Sure, there are matters, like homosexual couples raising children, that are somewhat unique to our day, but if we’re lloking for someone to blame for the fact that the press is on high alert to see just how things are going to change, one need look no further than one bishop in particular.
Any guesses as to who that might be, George?
How desperate the neo-cons are to forget that Pope Francis went on record both praising Kasper’s ideas and insisting that the Church cannot simply affirm what has always been taught, when in truth such affirmation is precisely his duty.
And if the Times and others really want to dig into a serious debate that’s underway beneath the surface at the 2014 synod, they might consider this: The experience of the 20th and early 21st centuries suggests that there is an iron law built into the Christian encounter with modernity, according to which Christian communities that maintain a clear sense of their doctrinal and moral boundaries survive and even flourish, while Christian communities whose doctrinal and moral boundaries become porous wither and eventually die.
And now we get to the richest part of all:
Why have the Catholic leaders who have gotten the most press at this synod, including Cardinal Walter Kasper of Germany, failed to grasp that? Why do they want to emulate the pattern charted by the dying communities of liberal Protestantism?
These questions should be addressed directly to Pope Francis; he is the driving force behind the entire affair. Kasper is little more than a useful mouthpiece.
And how do those who have learned that lesson craft pastorally effective strategies that address real situations of suffering without compromising the truth?

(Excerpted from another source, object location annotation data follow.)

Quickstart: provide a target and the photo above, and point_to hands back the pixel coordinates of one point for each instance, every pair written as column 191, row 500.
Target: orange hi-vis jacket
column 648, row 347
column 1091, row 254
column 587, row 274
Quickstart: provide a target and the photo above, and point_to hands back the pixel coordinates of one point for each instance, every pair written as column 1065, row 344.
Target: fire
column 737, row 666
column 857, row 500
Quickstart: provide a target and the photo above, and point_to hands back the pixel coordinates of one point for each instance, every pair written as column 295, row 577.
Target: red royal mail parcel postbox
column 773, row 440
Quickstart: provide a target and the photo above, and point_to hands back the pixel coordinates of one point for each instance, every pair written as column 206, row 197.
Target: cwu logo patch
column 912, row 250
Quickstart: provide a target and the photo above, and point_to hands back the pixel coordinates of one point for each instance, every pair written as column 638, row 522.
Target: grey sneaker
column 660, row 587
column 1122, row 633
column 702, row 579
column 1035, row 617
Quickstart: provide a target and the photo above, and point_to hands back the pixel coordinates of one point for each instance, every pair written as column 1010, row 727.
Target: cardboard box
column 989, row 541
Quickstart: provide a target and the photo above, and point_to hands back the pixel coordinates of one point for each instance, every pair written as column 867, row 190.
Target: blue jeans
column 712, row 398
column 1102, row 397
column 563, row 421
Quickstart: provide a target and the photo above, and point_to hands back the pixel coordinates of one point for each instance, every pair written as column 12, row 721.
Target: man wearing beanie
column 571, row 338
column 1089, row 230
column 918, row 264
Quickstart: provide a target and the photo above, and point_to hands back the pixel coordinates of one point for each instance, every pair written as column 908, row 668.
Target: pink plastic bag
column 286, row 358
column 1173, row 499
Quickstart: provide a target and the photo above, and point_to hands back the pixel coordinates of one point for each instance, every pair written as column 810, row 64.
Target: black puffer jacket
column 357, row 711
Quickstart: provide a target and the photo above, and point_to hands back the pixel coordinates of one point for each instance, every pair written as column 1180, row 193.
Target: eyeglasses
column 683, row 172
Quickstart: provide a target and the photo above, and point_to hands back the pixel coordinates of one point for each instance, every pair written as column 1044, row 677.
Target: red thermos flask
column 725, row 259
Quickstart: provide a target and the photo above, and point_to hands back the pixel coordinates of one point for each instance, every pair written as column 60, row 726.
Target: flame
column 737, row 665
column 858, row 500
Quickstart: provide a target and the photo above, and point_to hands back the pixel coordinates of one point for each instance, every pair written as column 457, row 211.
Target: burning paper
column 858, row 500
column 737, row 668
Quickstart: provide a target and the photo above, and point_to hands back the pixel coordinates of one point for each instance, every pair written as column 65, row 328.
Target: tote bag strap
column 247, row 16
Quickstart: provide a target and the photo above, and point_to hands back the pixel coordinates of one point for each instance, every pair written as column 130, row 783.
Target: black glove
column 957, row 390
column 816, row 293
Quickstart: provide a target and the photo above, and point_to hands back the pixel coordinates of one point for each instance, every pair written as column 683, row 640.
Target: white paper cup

Men such as these do exist in people like Cardinal Burke; the same who is about to pack his bags for a largely irrelevant post thanks to his willingness to do what the George Weigels of the world wouldn’t dare.
That’s the real issue at this synod, and it will be the real issue at its successor next year.
No, the real issue is, and will remain, just how far Pope Francis is willing to go in order to marginalize those who dare to think and behave and teach as true Catholic pastors of souls, that he may make straight the paths that will lead to the church-of-man that he so clearly desires to construct.